Multilevel Adaptive Side-Window Bilateral Upsampling on the GPU¶
This is my proposal for an Adaptive, Multilevel, Side-Window Bilateral Upsampling filter for motion vectors.
See also
Kopf, J., Cohen, M. F., Lischinski, D., & Uyttendaele, M. (2007). Joint bilateral upsampling. ACM SIGGRAPH 2007 Papers, 96. https://doi.org/10.1145/1275808.1276497
Riemens, A. K., Gangwal, O. P., Barenbrug, B., & Berretty, R.-P. M. (2009). Multistep joint bilateral depth upsampling. In M. Rabbani & R. L. Stevenson (Eds.), SPIE Proceedings (Vol. 7257, p. 72570M). SPIE. https://doi.org/10.1117/12.805640
Yin, H., Gong, Y., & Qiu, G. (2019). Side window filtering. In Proceedings of the IEEE/CVF Conference on Computer Vision and Pattern Recognition (CVPR), 8758-8766.
Bilateral Upsampling¶
Bilateral upsampling leverages a high-resolution guide image to interpolate a low-resolution target image. Unlike standard linear interpolation, which assumes a smoothness prior, this technique uses the guide image to determine where edges occur.

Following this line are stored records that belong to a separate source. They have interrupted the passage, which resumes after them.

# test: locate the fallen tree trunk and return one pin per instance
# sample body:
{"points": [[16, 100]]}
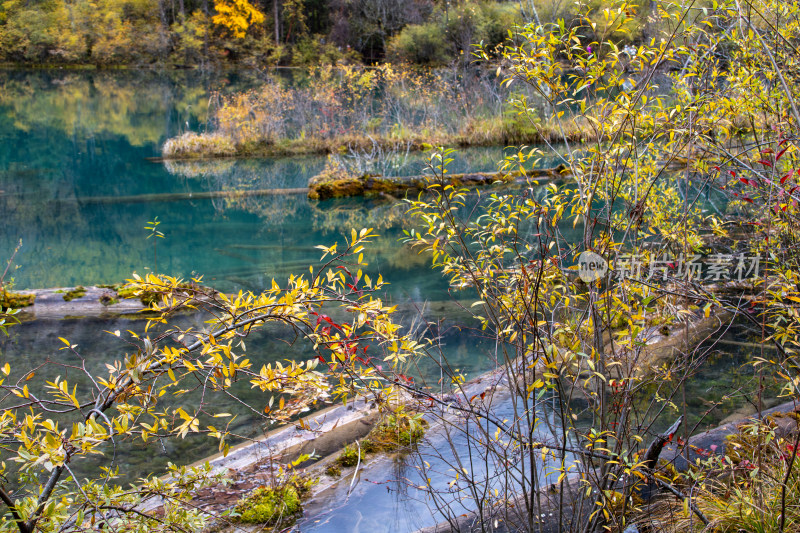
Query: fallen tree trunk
{"points": [[323, 188]]}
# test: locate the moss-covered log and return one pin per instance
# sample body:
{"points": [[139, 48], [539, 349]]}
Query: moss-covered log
{"points": [[340, 185]]}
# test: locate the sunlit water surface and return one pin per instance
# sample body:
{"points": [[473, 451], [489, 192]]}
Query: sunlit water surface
{"points": [[77, 189]]}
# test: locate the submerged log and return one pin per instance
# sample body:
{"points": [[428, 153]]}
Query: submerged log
{"points": [[323, 188]]}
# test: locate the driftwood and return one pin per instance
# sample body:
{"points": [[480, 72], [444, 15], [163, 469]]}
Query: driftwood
{"points": [[654, 450], [324, 188]]}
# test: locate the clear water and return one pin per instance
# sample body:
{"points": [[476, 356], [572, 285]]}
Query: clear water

The filter computes a weighted average of nearby low-resolution pixels. The weight for each pixel depends on two factors:
Spatial Distance: Pixels closer to the target location contribute more.
Intensity Difference: Pixels in the guide image with similar intensities to the target guide pixel contribute more.
This dual-weighting ensures that only pixels on the same side of an edge contribute to the result, effectively preserving structural boundaries.
Using Adaptive Weights¶
Adaptive bilateral upsampling improves the process by dynamically adjusting the filter’s sensitivity based on local image characteristics. Instead of using global constants for the range and spatial variances, the algorithm calculates local variances within the filtering window.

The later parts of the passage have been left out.